DBpedia Hindi Chapter — GSoC 2025

DBpedia is an open knowledge graph in continuous evolution. Unlike Wikidata, where the RDF content is directly edited as a wiki, DBpedia relies strictly on Wikipedia, meaning that every single triple in DBpedia — except for ontology statements — can be traced back to some infobox, sentence or table cell in Wikipedia.

The graph exposed at the root domain of DBpedia is derived solely from English Wikipedia (e.g. https://dbpedia.org/page/India). Purpose of this project is to create a graph derived solely from Hindi Wikipedia. Methods to generate triples rely on the Extraction Framework 15 for infobox extraction or through novel NLP-based approaches such as the Neural Extraction Framework. Unfortunately, the latter approach only supports the English language. We thus welcome NLP and/or LLM-based solutions to target multilingual text. We have proposed the first edition on DBpedia Hindi Chapter in 2024 GSoC proposal for Configuring different extractors for hindi in DBpedia extraction framework and included a neural pipeline for extracting tuples directly from hindi wiki. In this proposal we are extending the first edition of DBpedia Hindi Chapter with extended goals.

Goal

Extending the DBpedia Chapter in Hindi language to be reached at hi.dbpedia.org. In particular:

  • Create the knowledge graph with data from Hindi Wikipedia by including more indic neural extractor. It aims for extracting information in the form of relational triples(subject → predicate → object) from unstructured text in hindi Wikipedia articles that can be added to the DBpedia knowledge base
  • Automating the knowledge graph with the availability of new LLMs by creating Indic embeddings, so that missing links can be generated automatically.
  • Create a SPARQL endpoint to make it queryable.

Material

See Warm-up tasks.

Project size

This project is medium-sized (175 hours).

Impact

  • Cultural and Educational Enrichment: Empower Hindi-speaking users with culturally relevant and easily accessible knowledge, fostering educational enrichment and linguistic inclusivity.
  • Semantic Search and NLP Applications: Enable advanced semantic search and natural language processing (NLP) applications in Hindi, opening avenues for innovation in information retrieval and analysis.
  • Community Engagement: Encourage community contributions, feedback, and collaboration in maintaining and expanding the Hindi ontology, ensuring continuous improvement and relevance.
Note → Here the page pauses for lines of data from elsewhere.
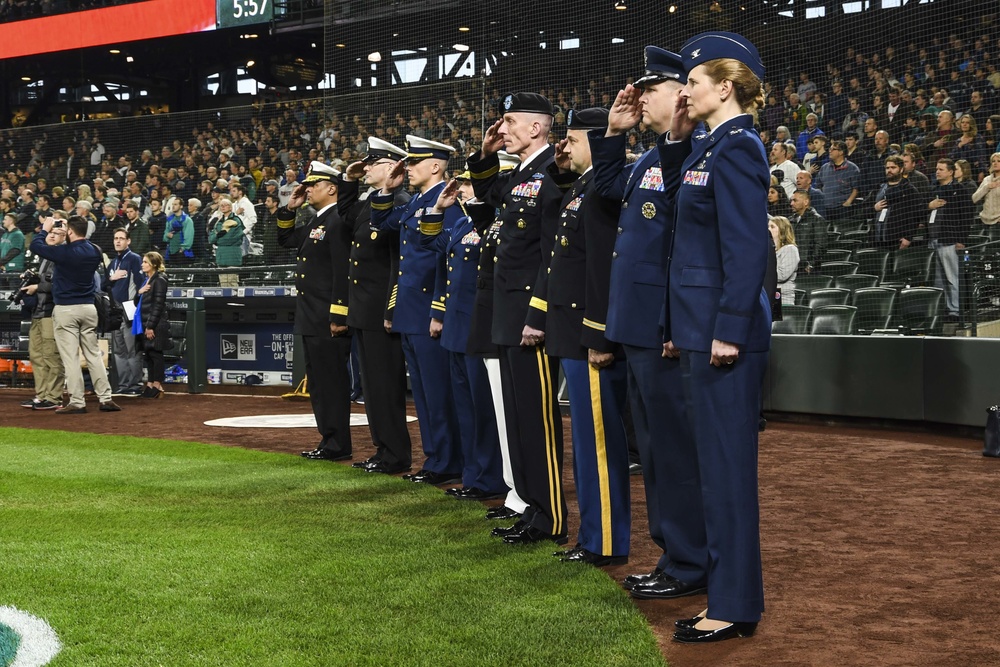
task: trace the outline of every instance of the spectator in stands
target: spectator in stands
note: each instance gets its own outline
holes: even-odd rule
[[[773,182],[773,180],[772,180]],[[788,204],[788,196],[780,185],[772,185],[767,191],[768,215],[791,215],[792,207]]]
[[[98,285],[95,272],[101,264],[100,251],[87,240],[87,221],[79,216],[69,219],[66,245],[50,246],[46,243],[52,231],[54,218],[42,223],[45,236],[37,234],[31,241],[31,252],[55,263],[52,280],[52,297],[55,307],[52,318],[56,347],[66,371],[66,388],[69,402],[56,409],[56,414],[82,414],[87,411],[84,401],[83,371],[80,368],[82,351],[87,361],[94,391],[101,402],[101,412],[117,412],[120,407],[111,399],[111,385],[104,368],[101,351],[97,347],[97,308],[94,295]]]
[[[895,250],[908,248],[925,212],[916,187],[903,177],[903,158],[885,159],[885,182],[875,195],[872,245]]]
[[[823,191],[813,187],[812,174],[808,171],[800,171],[795,175],[795,189],[808,191],[812,207],[816,210],[822,211],[826,208],[823,206]]]
[[[131,202],[129,202],[131,203]],[[132,303],[140,285],[145,281],[142,273],[142,257],[132,251],[128,229],[119,227],[114,231],[114,255],[108,263],[105,289],[111,288],[111,296],[118,303]],[[111,332],[111,350],[115,361],[118,387],[113,396],[136,398],[142,394],[142,357],[136,348],[132,335],[132,320],[122,320],[117,331]]]
[[[167,277],[163,257],[158,252],[142,256],[142,272],[146,279],[135,299],[135,319],[132,334],[136,348],[146,360],[146,388],[143,398],[161,398],[166,373],[163,352],[173,347],[170,321],[167,319]]]
[[[194,201],[198,201],[195,199]],[[180,197],[170,201],[170,215],[167,216],[163,232],[166,260],[174,264],[187,264],[194,259],[194,221],[184,211],[184,202]]]
[[[958,119],[958,130],[961,136],[955,140],[949,157],[952,160],[967,161],[971,170],[964,174],[966,179],[976,183],[986,174],[986,142],[979,136],[976,119],[970,115]]]
[[[790,222],[798,239],[799,270],[818,273],[819,265],[826,259],[827,222],[812,207],[808,190],[792,193],[792,212]]]
[[[934,286],[944,289],[948,319],[958,321],[958,253],[969,238],[972,199],[955,181],[955,163],[950,158],[937,161],[936,175],[934,198],[927,204],[928,245],[937,255]]]
[[[845,157],[843,141],[834,141],[830,146],[830,161],[819,171],[820,189],[823,190],[824,217],[827,220],[841,220],[850,217],[850,208],[858,196],[861,185],[861,170]],[[792,208],[795,208],[794,204]],[[800,239],[801,235],[796,234]]]
[[[977,204],[982,202],[979,219],[984,225],[995,225],[1000,221],[1000,153],[990,156],[990,173],[979,184],[972,201]]]
[[[785,195],[792,196],[795,192],[795,174],[799,173],[799,165],[788,159],[788,145],[777,141],[771,146],[771,173],[781,173],[781,185]]]
[[[215,263],[219,267],[243,265],[243,221],[233,213],[233,202],[219,200],[219,217],[208,242],[214,244]],[[219,284],[222,287],[239,287],[239,273],[222,273]]]
[[[46,214],[43,217],[51,217]],[[45,237],[48,245],[66,243],[66,228],[53,227]],[[62,405],[62,389],[65,373],[62,358],[56,347],[55,329],[52,324],[52,273],[55,265],[50,259],[43,259],[38,266],[38,282],[23,288],[28,298],[34,298],[31,310],[31,328],[28,330],[28,358],[35,378],[35,397],[21,403],[22,407],[34,410],[54,410]]]
[[[778,215],[771,216],[767,229],[774,240],[775,253],[778,258],[778,289],[781,290],[781,302],[795,303],[795,276],[799,270],[799,249],[795,245],[795,231],[788,218]]]

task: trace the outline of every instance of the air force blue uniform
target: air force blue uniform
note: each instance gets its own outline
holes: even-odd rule
[[[454,409],[465,461],[462,486],[492,495],[508,490],[503,481],[493,395],[485,361],[466,354],[466,350],[482,241],[477,227],[482,229],[493,220],[494,209],[470,204],[463,210],[468,214],[448,232],[442,231],[443,214],[425,214],[420,223],[421,243],[444,257],[447,266],[441,347],[448,351],[451,365]],[[473,217],[484,222],[477,225]]]
[[[444,257],[420,243],[420,218],[437,202],[444,189],[440,182],[401,206],[393,194],[373,193],[372,226],[399,232],[399,275],[392,329],[402,334],[403,353],[410,371],[410,388],[417,410],[420,439],[427,460],[423,469],[457,474],[462,468],[458,420],[451,392],[448,352],[431,338],[430,320],[445,312]],[[451,231],[461,212],[445,211],[443,229]]]

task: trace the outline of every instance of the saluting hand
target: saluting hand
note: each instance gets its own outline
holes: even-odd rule
[[[624,89],[618,91],[611,110],[608,112],[608,131],[604,136],[613,137],[624,134],[639,124],[642,120],[642,104],[639,97],[642,91],[628,84]]]
[[[434,211],[440,213],[446,208],[450,208],[458,200],[458,181],[454,178],[441,190],[437,202],[434,203]]]
[[[503,136],[500,134],[502,120],[498,120],[486,129],[483,135],[483,155],[493,155],[503,148]]]

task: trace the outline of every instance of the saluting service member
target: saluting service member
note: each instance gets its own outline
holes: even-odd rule
[[[520,161],[517,156],[499,151],[500,173],[516,169]],[[471,176],[471,174],[470,174]],[[476,277],[476,299],[472,307],[472,321],[469,324],[469,347],[466,352],[483,358],[486,373],[493,393],[493,410],[497,419],[497,433],[500,437],[500,457],[503,460],[503,481],[510,489],[503,505],[486,511],[487,519],[517,519],[528,506],[517,493],[514,470],[510,460],[510,443],[507,440],[506,409],[503,404],[503,383],[500,381],[500,348],[493,342],[493,266],[497,243],[500,241],[501,220],[496,217],[496,209],[490,206],[493,215],[482,220],[473,219],[476,231],[482,237],[479,251],[479,271]],[[480,222],[483,224],[480,227]]]
[[[679,55],[647,46],[645,72],[618,93],[607,131],[589,134],[598,190],[622,202],[604,335],[625,349],[649,533],[663,550],[656,568],[627,576],[625,588],[635,597],[652,599],[704,591],[707,554],[701,496],[690,474],[695,453],[680,446],[691,438],[680,362],[663,357],[660,313],[673,210],[658,152],[652,148],[627,165],[625,137],[640,120],[658,135],[670,129],[686,81]]]
[[[547,172],[552,104],[535,93],[506,95],[503,118],[469,158],[476,197],[499,207],[500,238],[494,257],[493,342],[500,346],[507,439],[515,488],[527,503],[511,528],[493,533],[508,544],[551,539],[566,542],[566,499],[562,489],[562,420],[556,397],[558,363],[545,352],[544,332],[528,326],[533,290],[546,279],[559,218],[562,190]],[[500,173],[497,151],[506,148],[521,164]]]
[[[461,182],[461,185],[459,184]],[[458,203],[465,214],[450,232],[442,231],[444,211]],[[482,238],[476,231],[494,219],[494,210],[474,199],[469,173],[460,174],[438,195],[434,208],[420,220],[421,243],[445,257],[444,329],[441,347],[451,359],[452,395],[462,436],[462,486],[447,493],[460,500],[489,500],[506,495],[500,459],[500,435],[493,395],[482,357],[466,354],[476,299],[476,267]],[[474,220],[478,220],[478,225]]]
[[[444,320],[444,257],[420,244],[420,219],[434,207],[445,185],[445,169],[455,149],[436,141],[407,135],[406,160],[397,162],[369,197],[372,225],[399,232],[399,270],[392,330],[402,334],[403,354],[410,371],[410,388],[417,410],[420,440],[426,460],[419,471],[405,476],[414,482],[447,484],[461,479],[462,451],[451,392],[448,351],[441,347]],[[403,169],[420,194],[396,205],[395,191]],[[442,229],[451,231],[461,216],[445,212]]]
[[[528,311],[529,324],[545,331],[546,351],[562,364],[573,424],[580,531],[577,546],[557,554],[597,566],[628,562],[632,521],[625,362],[616,359],[621,346],[604,337],[621,201],[597,192],[587,141],[588,130],[607,123],[606,109],[572,109],[566,117],[566,139],[549,171],[580,177],[563,198],[548,280]]]
[[[369,196],[382,189],[396,161],[404,158],[403,149],[370,137],[364,160],[344,173],[337,200],[341,217],[353,230],[347,324],[357,341],[365,413],[375,445],[375,454],[354,467],[389,475],[410,469],[412,448],[406,428],[406,360],[400,335],[392,331],[399,234],[371,226]],[[359,177],[368,187],[360,194]],[[393,203],[409,201],[403,187],[396,188]]]
[[[306,377],[316,427],[322,440],[302,452],[308,459],[344,461],[351,458],[351,376],[347,359],[351,336],[347,328],[347,266],[351,230],[337,213],[340,174],[322,162],[278,209],[278,243],[297,248],[294,333],[302,336]],[[295,226],[295,211],[308,201],[316,216]]]
[[[678,621],[674,639],[704,643],[751,636],[764,610],[757,417],[771,340],[761,233],[770,173],[754,129],[764,79],[757,49],[709,32],[681,57],[688,82],[660,140],[677,193],[664,354],[680,359],[690,409],[694,437],[680,446],[697,461],[687,475],[702,500],[708,608]],[[707,136],[694,134],[698,123]]]

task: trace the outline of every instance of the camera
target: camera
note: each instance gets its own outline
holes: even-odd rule
[[[24,297],[28,296],[28,293],[24,291],[24,288],[28,285],[37,285],[39,282],[41,282],[41,278],[38,277],[38,273],[36,271],[32,271],[30,269],[25,271],[21,274],[21,284],[18,285],[14,293],[10,295],[10,300],[13,303],[22,303],[24,301]]]

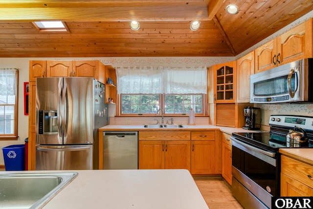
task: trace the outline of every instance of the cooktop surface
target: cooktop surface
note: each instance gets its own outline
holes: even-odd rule
[[[285,136],[270,133],[233,133],[232,135],[251,145],[258,145],[266,149],[277,151],[280,148],[313,148],[313,142],[302,144],[287,143]]]

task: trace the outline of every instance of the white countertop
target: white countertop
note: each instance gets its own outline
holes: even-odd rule
[[[43,209],[208,209],[187,170],[71,171],[78,175]]]
[[[225,126],[214,126],[212,125],[190,125],[187,124],[182,124],[186,128],[179,128],[175,129],[164,129],[164,128],[157,128],[157,129],[152,129],[147,128],[142,128],[142,124],[141,125],[122,125],[122,124],[114,124],[114,125],[108,125],[105,126],[103,126],[99,129],[99,131],[148,131],[153,129],[154,130],[157,130],[159,131],[166,131],[166,130],[221,130],[223,132],[226,133],[228,134],[231,134],[232,132],[255,132],[255,131],[248,130],[244,129],[242,128],[233,128],[230,127]]]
In summary, this project seeks to contribute significantly to linguistic diversity in the semantic web domain by extending the DBpedia ontology to Hindi, promoting a more inclusive and accessible knowledge landscape
for Hindi-speaking users.

Warm-up tasks

  1. Please read carefully our overview on creating new DBpedia Chapters.
  2. Read the paper Internationalization of Linked Data: The case of the Greek DBpedia edition by Kontokostas et al.
  3. Learn about the DBpedia Extraction Framework, the software used to transform Wikipedia infobox data into RDF triples.
  4. Check the mapping in Hindi of the DBpedia ontology and Indic embeddings.
  5. Go through the list of current chapters can be found at this address to get an idea of how they are structured.
  6. Get familiar with SPARQL on the DBpedia endpoint .
  7. Run a local DBpedia Virtuoso endpoint .

Mentors

Sanju Tiwari (@tiwarisanju18), Debarghya Dutta, Ananya, Ronak Panchal

2 Likes

Hi @tiwarisanju18! I’m Aditya Venkatesh, currently pursuing my Master’s in CompSci at University of Amsterdam. Being a native Hindi speaker, I’m particularly interested in this project due to the impact it can have on expanding knowledge bases in Hindi!

I have previously worked with SPARQL queries and have used the Babelscape/rebel-large model to extract RDP triplets from raw texts (specifically outputs of LLM’s). I implemented a fact checker which would extract these triplets from LLM outputs and subsequently query wikidata using sparql and check the validity of these outputs. This was done as part of my university project in Nov, Dec 24 so it’s fairly recent. I was the main contributor of this project and you can find it here: GitHub - advenk/wdps_group27
I believe my experience with extracting relational triplets can be extended for the dbpedia Hindi chapter. I’ve started looking into the warm up tasks and exploring the DBpedia Extraction Framework. I hope to come up with a draft proposal over the next week after completing the warm up tasks and taking inputs from the project progress from last year.
I have a question, I could not find any repo to see the project progress from last year - could you point me to the same?

Thank you in advance!

Thank You for your interest. Please go ahead for proposal.